KETIK, BONDOWOSO – Jika melintas di depan kantor Bupati Bondowoso, anda pasti melihat monumen gerbong kereta api yang disebut dengan 'Gerbong Maut'.

Pemberian nama tersebut bukan tanpa alasan, terdapat sejarah memilukan yang dahulu pernah terjadi di balik nama tersebut.

Pada tahun 1947 saat Indonesia baru saja merdeka dari penjajah, Belanda yang tidak terima dengan kemerdekaan Indonesia kemudian melancarkan serangan yang disebut dengan Agresi Militer I. Serangan ini terjadi pada 21 Juli 1947 hingga 5 Agustus 1948.

Pada saat itu Belanda menyerang kota-kota di Jawa dan Sumatera. Salah satu kota di wilayah di Jawa Timur yang terkena imbasnya adalah kota Bondowoso.

Kuatnya gempuran-gempuran tentara Belanda, yang didukung persenjataan yang lebih canggih, membuat banyak pasukan pro-Republik berantakan.

Akibat kekuatan yang tidak seimbang itu akhirnya banyak prajurit yang tertangkap oleh tentara Belanda dan dijebloskan ke penjara. Kebanyakan, milisi pejuang Republik yang tertangkap mendapat siksaan berat dari tentara Belanda.

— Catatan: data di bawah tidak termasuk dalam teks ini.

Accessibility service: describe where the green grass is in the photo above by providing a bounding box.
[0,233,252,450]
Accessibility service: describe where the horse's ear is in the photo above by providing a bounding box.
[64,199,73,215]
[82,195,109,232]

Akibat banyaknya pejuang yang tertangkap penjara di Bondowoso tidak sanggup menampung. Oleh sebab itu akhirnya Belanda memutuskan untuk memindahkan para tahanan ke penjara yang ada di Kota Surabaya. Para pejuang itu pun akhirnya dibawa menggunakan kereta api melalui Stasiun Bondowoso.

Menurut catatan buku Monografi Daerah Jawa Timur - Volume 1-2 (1977), Peristiwa Gerbong Maut terjadi pada 23 November 1947 ketika 100 orang Indonesia yang ditawan oleh Belanda diangkut dari stasiun KA Bondowoso ke Wonokromo (Surabaya) dengan tiga buah gerbong barang yang tertutup rapat.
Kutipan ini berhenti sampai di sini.